Since the face value of these swaps remains lower than the face value of the loan, they meet the hedge accounting criteria as defined by IFRS. Their fair value at March 31, 2010 is a negative €2.2 million, due to the decline in the 3-month Euribor rate relative to the rate prevailing when these swaps were put in place. The effective portion, corresponding to their full fair value, is entirely recognized in shareholders' equity. No ineffective part has been booked in net financial expenses at March 31, 2010.

12. CURRENCY RISK

The Group's exposure to currency risks and its currency risk management policy are unchanged relative to December 31, 2009.

The average dollar/euro parity for the first quarter 2010 was \$1.38/€1.

On February 19, 2010, the company hedged its exposure to the U.S. dollar for the second quarter (\$1.35/€1).

Exchange Risk Hedging Instruments

Exchange risk hedging instruments at March 31, 2010 are comprised of forward sales or purchases of foreign currencies (mainly U.S. dollars, Canadian dollars, Japanese yen, and British pounds) for a net total equivalent value (sales minus purchases) of €12.1 million.

13. SENSITIVITY ANALYSIS

Sensitivity of Revenues and Income from Operations to a Change in the Revenues from New Systems Sales

Under the company's business model, each €1 million increase (or decrease) in revenues from new systems sales results in a rise (or fall) in income from operations of approximately €0.4 million.

Sensitivity of Revenues and Income from Operations to a Change in the Dollar/Euro Parity

The average parity assumed for the 2010 budget is \$1.50/€1 (versus an actual parity of \$1.39/€1 in 2009).

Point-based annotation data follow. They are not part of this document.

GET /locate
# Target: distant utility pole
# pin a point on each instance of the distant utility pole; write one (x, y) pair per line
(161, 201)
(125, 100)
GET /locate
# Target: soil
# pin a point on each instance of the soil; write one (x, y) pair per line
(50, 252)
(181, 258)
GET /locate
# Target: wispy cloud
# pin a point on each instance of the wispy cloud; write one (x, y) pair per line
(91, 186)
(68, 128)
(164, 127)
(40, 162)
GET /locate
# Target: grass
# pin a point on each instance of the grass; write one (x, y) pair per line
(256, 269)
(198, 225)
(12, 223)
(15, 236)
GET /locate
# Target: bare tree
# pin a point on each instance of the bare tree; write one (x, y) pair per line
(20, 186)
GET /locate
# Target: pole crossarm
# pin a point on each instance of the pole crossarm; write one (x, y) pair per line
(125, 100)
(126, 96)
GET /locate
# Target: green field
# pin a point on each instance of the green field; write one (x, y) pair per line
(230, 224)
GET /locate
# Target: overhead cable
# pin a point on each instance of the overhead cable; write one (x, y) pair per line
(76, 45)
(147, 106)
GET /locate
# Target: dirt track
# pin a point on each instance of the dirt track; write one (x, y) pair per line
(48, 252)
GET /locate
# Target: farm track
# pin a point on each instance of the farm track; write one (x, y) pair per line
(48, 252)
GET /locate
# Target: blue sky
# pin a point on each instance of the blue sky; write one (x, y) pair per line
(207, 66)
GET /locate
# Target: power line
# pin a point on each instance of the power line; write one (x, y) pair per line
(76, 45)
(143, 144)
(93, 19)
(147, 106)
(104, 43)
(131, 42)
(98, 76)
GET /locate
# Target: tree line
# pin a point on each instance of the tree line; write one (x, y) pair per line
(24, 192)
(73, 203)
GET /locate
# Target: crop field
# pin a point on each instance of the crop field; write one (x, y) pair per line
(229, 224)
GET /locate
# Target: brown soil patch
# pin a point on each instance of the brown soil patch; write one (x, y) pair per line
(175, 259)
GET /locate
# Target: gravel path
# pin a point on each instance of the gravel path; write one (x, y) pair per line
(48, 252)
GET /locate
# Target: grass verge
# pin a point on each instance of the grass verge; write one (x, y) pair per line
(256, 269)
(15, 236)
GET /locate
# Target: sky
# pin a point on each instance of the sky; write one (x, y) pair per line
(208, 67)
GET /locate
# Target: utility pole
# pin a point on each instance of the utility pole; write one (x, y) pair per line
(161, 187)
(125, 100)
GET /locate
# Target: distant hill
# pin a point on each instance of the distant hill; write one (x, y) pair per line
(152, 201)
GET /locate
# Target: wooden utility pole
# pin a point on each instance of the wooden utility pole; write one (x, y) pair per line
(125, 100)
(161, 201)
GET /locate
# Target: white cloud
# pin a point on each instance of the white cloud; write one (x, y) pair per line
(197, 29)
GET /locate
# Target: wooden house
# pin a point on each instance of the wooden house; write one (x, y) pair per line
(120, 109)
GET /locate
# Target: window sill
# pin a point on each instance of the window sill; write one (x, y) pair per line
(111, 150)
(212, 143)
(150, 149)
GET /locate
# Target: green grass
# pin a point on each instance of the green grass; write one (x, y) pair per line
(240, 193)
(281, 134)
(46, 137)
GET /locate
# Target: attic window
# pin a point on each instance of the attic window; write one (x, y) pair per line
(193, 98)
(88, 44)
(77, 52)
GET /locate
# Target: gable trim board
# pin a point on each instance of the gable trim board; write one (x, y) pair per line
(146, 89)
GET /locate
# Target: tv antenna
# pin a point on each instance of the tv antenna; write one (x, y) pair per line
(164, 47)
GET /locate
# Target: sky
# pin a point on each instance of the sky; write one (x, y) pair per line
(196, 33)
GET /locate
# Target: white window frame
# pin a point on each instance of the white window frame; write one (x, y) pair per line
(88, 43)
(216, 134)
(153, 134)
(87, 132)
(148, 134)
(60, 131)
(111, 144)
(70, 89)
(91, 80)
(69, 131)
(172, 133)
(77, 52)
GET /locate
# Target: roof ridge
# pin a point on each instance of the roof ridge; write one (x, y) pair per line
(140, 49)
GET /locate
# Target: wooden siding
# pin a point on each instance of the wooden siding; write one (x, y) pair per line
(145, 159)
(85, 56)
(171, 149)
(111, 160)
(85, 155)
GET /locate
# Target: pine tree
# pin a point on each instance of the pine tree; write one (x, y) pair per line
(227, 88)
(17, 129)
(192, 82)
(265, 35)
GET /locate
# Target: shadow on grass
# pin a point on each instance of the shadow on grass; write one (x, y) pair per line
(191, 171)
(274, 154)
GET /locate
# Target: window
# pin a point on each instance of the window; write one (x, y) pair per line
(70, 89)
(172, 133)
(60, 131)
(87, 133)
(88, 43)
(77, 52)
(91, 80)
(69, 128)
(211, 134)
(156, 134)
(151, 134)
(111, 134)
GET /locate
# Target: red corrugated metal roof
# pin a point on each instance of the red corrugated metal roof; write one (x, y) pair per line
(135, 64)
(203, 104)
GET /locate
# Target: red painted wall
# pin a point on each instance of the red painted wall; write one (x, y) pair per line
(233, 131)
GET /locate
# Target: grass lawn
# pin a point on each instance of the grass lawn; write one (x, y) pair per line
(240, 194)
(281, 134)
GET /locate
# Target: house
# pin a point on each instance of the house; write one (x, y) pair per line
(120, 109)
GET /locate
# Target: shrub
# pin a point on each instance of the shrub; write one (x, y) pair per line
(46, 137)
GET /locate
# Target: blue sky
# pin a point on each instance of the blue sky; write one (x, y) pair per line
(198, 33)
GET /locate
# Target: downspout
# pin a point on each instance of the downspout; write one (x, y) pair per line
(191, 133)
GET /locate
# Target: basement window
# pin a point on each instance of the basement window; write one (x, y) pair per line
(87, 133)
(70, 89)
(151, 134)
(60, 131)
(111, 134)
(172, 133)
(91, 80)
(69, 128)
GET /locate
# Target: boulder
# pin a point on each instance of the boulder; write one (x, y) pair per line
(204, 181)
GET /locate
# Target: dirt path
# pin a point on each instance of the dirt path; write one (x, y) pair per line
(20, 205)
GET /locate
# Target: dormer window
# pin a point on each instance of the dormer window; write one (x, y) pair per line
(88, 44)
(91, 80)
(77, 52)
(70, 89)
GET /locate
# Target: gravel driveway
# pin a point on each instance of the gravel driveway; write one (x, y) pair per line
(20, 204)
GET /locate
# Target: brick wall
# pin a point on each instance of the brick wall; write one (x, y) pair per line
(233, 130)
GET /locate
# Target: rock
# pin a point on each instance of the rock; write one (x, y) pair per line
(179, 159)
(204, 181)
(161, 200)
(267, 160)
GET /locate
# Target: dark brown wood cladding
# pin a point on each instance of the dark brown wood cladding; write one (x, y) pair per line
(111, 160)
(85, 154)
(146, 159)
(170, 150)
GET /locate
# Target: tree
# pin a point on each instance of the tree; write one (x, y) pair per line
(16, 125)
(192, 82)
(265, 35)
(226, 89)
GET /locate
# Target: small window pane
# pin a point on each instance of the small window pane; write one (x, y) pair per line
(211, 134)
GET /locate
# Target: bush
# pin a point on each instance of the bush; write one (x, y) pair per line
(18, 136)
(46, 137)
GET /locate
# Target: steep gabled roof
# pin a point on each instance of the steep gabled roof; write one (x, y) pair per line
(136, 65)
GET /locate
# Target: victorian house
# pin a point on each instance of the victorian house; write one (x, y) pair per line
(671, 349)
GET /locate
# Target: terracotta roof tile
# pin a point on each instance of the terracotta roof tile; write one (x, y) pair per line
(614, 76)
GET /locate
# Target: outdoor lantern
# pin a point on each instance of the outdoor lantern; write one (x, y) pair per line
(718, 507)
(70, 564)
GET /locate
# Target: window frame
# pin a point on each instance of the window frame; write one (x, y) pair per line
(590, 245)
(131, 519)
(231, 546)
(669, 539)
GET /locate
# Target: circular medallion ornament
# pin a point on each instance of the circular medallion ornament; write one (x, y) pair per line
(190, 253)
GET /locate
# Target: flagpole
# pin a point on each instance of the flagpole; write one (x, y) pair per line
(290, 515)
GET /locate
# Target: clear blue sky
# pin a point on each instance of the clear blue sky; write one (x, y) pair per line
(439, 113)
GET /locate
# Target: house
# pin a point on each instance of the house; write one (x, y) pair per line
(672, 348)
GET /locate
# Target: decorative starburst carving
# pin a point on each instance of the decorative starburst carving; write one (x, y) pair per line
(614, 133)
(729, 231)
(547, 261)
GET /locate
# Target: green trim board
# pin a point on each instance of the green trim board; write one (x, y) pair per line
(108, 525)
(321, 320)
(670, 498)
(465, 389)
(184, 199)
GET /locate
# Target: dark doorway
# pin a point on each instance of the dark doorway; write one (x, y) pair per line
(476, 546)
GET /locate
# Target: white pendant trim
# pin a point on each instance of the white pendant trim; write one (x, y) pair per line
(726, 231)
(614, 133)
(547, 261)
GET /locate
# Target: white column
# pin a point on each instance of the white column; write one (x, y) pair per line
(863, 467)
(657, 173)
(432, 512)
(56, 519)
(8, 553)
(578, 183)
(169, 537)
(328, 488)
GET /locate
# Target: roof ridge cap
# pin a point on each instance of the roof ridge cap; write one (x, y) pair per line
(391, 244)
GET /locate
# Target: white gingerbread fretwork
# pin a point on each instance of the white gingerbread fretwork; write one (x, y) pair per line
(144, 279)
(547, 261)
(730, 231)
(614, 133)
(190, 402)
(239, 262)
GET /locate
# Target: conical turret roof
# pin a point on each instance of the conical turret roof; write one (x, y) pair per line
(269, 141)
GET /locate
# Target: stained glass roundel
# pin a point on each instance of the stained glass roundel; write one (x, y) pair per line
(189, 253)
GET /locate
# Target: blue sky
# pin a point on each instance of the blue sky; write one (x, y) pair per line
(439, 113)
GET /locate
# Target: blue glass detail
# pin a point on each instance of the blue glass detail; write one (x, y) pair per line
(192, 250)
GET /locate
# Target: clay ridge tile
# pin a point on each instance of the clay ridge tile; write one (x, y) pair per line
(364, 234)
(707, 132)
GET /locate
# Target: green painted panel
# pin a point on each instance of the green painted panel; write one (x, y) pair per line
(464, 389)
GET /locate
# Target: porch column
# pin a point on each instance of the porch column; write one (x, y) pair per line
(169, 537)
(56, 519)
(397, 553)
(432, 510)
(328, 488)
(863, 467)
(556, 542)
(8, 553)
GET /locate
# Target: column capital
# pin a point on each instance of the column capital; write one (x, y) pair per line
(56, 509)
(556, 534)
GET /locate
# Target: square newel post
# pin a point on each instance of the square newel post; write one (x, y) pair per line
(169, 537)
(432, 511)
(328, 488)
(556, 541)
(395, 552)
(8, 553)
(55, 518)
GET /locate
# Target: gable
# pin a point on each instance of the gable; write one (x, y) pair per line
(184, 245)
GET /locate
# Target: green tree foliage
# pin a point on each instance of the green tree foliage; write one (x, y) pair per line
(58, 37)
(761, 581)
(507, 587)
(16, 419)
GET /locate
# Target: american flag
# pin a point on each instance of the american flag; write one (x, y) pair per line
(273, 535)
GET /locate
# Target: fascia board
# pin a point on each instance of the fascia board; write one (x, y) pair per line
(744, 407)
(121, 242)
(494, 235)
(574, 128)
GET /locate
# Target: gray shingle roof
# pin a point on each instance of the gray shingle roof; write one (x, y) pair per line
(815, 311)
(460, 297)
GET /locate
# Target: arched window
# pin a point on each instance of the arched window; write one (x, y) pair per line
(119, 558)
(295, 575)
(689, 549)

On an annualized basis, an average fall in the dollar of \$0.05 against the euro (raising the average parity to \$1.55/€1) would mechanically decrease annual revenues by around €1.5 million and income from operations by around €0.7 million. Conversely, a rise in the dollar of \$0.05 (lowering the average parity to \$1.45/€1) would increase revenues and income from operations by the same amounts.

14. EARNINGS PER SHARE

Net earnings per share on basic capital are calculated by dividing net income attributable to shareholders by the weighted-average number of shares outstanding during the period, excluding treasury shares.

Net earnings per share on diluted capital are calculated by dividing net income attributable to shareholders by the weighted-average number of shares comprising the basic capital, plus stock options that could have been exercised considering the average market price of the shares during the period. Only options with an exercise price below the said average share price are included in the calculation of the number of shares representing the diluted capital.

The exercise price of all of the options was above the stock market price. Consequently, the number of shares used to compute diluted earnings per share is identical to the number used to compute basic earnings. Net earnings per share based on diluted earnings are therefore identical to basic earnings.